MADCUBA analyzes astronomical datacubes and multiple spectra from various astronomical facilities, including ALMA, Herschel, VLA, IRAM 30m, APEX, GBT, and others. These telescopes, and in particular ALMA, generate extremely large datacubes (spatial, spectral and polarization). This software combines a user-friendly interface and powerful data analysis system to derive the physical conditions of molecular gas, its chemical complexity and the kinematics from datacubes. Built using the ImageJ (ascl:1206.013) infrastructure, MADCUBA visualizes astronomical datacubes with thousands on spectral channels, and datasets with thousands of spectra; it also identifies molecular species using publicly available molecular catalogs. It can automatically derive the physical parameters of the molecular species: column density, excitation temperature, velocity and linewidths and provides the best non-linear least-squared fit using the Levenberg-Marquardt algorithm, among other tasks.

[ascl:2302.018]
GCP: Automated GILDAS-CLASS Pipeline

This library of scripts provides a simple interface for running the CLASS software from GILDAS (ascl:1305.010) in a semi-automatic way.

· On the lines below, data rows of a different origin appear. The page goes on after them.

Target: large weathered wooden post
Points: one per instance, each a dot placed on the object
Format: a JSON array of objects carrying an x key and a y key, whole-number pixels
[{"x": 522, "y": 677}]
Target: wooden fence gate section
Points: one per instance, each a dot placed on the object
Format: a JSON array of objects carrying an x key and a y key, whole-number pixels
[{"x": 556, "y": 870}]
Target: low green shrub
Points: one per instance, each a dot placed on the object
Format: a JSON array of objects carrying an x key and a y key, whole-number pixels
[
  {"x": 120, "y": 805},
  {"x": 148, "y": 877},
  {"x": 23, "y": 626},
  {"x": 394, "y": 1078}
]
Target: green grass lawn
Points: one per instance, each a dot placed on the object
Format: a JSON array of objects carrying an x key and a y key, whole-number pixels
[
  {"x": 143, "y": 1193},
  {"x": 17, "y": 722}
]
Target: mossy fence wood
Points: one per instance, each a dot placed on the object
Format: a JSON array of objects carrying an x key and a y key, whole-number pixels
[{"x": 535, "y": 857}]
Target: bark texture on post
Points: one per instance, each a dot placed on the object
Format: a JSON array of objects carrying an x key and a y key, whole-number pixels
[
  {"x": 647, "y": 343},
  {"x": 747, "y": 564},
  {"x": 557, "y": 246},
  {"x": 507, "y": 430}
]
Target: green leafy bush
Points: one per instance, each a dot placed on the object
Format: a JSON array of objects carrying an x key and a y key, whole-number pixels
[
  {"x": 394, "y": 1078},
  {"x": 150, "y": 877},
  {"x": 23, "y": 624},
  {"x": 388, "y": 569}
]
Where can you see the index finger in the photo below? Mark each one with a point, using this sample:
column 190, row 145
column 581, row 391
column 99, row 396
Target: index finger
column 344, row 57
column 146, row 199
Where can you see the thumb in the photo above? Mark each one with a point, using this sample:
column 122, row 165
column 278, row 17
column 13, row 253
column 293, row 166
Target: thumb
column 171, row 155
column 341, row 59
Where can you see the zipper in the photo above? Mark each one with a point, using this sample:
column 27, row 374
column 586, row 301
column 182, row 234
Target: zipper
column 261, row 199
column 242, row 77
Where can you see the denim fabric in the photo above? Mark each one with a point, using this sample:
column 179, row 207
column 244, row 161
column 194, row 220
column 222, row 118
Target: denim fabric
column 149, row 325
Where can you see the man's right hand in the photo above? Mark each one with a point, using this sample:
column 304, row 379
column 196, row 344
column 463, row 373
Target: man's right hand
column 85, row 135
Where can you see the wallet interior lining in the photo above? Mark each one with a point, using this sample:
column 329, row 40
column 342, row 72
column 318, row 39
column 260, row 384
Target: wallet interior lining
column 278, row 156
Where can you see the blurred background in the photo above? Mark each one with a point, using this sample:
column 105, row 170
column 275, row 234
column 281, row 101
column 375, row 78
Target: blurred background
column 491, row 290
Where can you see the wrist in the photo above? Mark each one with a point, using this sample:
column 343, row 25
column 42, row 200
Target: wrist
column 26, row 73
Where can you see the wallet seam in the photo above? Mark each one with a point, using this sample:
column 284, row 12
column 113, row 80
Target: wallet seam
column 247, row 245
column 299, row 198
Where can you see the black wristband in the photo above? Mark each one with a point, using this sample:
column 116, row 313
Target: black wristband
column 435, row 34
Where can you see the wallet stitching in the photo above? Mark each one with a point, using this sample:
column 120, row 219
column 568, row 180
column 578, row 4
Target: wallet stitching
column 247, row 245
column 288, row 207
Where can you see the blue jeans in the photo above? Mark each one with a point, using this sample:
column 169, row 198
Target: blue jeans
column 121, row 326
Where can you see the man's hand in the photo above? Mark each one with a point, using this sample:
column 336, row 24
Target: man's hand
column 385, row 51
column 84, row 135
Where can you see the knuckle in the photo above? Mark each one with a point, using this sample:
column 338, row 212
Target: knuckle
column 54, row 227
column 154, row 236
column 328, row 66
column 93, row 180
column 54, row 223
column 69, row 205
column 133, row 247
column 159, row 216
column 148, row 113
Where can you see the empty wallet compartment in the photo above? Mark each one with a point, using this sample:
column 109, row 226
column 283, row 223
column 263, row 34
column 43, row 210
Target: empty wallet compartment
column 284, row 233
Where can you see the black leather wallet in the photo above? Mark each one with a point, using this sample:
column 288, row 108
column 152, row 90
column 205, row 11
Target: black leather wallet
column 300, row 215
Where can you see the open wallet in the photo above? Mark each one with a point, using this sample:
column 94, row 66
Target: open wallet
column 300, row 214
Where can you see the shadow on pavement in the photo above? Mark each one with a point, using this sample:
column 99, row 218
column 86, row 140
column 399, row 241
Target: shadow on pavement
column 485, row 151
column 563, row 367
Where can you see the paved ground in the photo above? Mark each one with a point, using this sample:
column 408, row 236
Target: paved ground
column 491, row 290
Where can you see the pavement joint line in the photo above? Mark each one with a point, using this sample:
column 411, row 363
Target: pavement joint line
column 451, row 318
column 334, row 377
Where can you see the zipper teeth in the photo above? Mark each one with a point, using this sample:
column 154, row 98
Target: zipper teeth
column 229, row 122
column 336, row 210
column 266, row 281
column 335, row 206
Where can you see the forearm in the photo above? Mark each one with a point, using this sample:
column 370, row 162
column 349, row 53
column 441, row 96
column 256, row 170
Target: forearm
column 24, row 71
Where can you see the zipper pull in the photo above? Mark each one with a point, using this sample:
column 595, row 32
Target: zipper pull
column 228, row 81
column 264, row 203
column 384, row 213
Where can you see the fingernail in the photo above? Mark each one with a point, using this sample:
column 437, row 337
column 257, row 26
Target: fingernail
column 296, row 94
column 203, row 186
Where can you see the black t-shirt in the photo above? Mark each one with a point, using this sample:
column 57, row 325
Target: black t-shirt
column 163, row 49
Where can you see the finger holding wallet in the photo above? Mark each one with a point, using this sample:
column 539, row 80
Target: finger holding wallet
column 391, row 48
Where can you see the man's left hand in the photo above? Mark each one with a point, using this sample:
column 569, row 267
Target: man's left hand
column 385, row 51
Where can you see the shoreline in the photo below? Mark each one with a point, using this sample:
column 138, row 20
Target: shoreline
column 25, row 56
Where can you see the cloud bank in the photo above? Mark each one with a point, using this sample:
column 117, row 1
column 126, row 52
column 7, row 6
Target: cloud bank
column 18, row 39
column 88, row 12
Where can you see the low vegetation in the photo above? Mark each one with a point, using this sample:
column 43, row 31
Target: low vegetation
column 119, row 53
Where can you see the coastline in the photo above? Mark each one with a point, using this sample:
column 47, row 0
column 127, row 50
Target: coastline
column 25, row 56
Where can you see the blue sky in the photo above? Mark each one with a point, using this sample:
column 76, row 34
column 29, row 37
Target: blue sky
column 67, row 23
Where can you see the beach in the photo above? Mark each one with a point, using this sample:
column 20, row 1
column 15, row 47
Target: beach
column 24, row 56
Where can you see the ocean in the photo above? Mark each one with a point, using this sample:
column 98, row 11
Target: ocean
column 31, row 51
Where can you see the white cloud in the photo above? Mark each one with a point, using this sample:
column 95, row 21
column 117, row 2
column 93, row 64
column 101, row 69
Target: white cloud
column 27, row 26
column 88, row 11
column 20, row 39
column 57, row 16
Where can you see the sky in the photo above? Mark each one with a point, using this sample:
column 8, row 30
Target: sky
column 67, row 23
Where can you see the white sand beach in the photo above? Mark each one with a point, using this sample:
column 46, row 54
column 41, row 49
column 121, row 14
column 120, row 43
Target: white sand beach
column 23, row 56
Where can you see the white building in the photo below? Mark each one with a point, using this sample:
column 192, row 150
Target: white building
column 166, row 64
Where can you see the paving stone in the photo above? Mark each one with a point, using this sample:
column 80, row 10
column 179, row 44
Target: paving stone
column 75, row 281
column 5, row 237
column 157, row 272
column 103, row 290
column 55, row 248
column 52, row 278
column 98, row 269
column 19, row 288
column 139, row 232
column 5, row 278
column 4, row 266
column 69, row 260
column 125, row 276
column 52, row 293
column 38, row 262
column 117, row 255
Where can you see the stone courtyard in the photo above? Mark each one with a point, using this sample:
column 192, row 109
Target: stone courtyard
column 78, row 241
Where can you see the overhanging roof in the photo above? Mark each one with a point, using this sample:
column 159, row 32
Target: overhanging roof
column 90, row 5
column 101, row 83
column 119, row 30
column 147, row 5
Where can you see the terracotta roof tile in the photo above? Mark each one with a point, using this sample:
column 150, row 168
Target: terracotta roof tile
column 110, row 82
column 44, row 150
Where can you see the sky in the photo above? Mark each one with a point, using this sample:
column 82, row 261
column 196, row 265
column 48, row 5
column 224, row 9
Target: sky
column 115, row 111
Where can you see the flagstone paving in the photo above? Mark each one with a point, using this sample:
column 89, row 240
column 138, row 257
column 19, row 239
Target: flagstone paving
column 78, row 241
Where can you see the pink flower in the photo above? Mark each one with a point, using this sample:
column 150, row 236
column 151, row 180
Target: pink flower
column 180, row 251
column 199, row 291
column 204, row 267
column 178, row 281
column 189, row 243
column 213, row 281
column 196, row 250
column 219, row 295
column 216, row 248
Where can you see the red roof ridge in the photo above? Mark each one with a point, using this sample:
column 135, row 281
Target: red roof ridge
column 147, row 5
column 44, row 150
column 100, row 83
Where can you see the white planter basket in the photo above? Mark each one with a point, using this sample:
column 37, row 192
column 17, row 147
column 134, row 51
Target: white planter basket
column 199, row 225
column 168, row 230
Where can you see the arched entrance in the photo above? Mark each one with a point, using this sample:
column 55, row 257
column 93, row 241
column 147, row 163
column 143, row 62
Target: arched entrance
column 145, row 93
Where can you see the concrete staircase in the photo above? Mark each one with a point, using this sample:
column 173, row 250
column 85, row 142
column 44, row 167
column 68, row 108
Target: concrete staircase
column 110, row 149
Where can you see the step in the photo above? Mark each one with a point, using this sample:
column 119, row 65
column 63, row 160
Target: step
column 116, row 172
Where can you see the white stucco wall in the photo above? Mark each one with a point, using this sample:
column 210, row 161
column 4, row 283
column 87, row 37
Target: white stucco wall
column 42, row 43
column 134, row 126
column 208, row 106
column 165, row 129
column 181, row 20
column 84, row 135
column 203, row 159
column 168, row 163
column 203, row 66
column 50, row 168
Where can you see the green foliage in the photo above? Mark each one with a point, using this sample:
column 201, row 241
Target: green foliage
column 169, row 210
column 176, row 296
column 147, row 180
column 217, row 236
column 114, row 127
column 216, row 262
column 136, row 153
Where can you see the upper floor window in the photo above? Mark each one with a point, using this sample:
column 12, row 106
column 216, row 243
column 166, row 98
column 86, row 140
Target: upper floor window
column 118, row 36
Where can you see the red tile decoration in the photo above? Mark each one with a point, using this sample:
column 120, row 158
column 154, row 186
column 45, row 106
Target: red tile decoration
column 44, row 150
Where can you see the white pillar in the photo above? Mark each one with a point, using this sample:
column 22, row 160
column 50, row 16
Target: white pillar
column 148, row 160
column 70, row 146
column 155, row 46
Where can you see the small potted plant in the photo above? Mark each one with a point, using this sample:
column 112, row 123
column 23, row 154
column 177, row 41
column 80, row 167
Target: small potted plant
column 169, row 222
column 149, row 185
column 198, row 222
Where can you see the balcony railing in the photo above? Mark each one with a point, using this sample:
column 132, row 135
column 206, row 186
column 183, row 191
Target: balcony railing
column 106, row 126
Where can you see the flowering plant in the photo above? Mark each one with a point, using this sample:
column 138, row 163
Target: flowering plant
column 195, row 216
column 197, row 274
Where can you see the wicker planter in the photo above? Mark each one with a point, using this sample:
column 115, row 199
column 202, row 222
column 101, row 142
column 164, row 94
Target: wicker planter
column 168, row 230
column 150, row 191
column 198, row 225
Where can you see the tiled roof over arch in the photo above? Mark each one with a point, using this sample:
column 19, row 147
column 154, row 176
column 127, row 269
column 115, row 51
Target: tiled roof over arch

Using these scripts, one can extract and organize spectra from data files in CLASS format (for example, .30m and .40m), reduce them, and even combine or average them once they are reduced. The library contains five Python scripts and two optional Julia scripts.

[ascl:2302.017]
RichValues: Managing numeric values with uncertainties and upper/lower limits

RichValues transforms numeric values with uncertainties and upper/lower limits to create "rich values" that can be written in plain text documents in an easily readable format and used to propagate uncertainties automatically. Rich values can also be exported in the same formatting style as the import. The RichValues library uses a specific formatting style to represent the different kinds of rich values with plain text; it can also be used to create rich values within a script. Individual rich values can be used in, for example, tuples, lists, and dictionaries, and also in arrays and tables.

[ascl:2302.016]
swyft: Scientific simulation-based inference at scale

swyft implements Truncated Marginal Neural Radio Estimation (TMNRE), a Bayesian parameter inference technique for complex simulation data. The code improves performance by estimating low-dimensional marginal posteriors rather than the joint posteriors of distributions, while also targeting simulations to targets of observational interest via an indicator function. The use of local amortization permits statistical checks, enabling validation of parameters that cannot be performed using sampling-based methods. swyft is also based on stochastic simulations, mapping parameters to observational data, and incorporates a simulator manager.

[ascl:2302.015]
FCFC: C toolkit for computing correlation functions from pair counts

FCFC (Fast Correlation Function Calculator) computes correlation functions from pair counts. It supports the isotropic 2-point correlation function, anisotropic 2PCF, 2-D 2PCF, and 2PCF Legendre multipoles, among others. Written in C, FCFC takes advantage of three parallelisms that can be used simultaneously, distributed-memory processes via Message Passing Interface (MPI), shared-memory threads via Open Multi-Processing (OpenMP), and single instruction, multiple data (SIMD).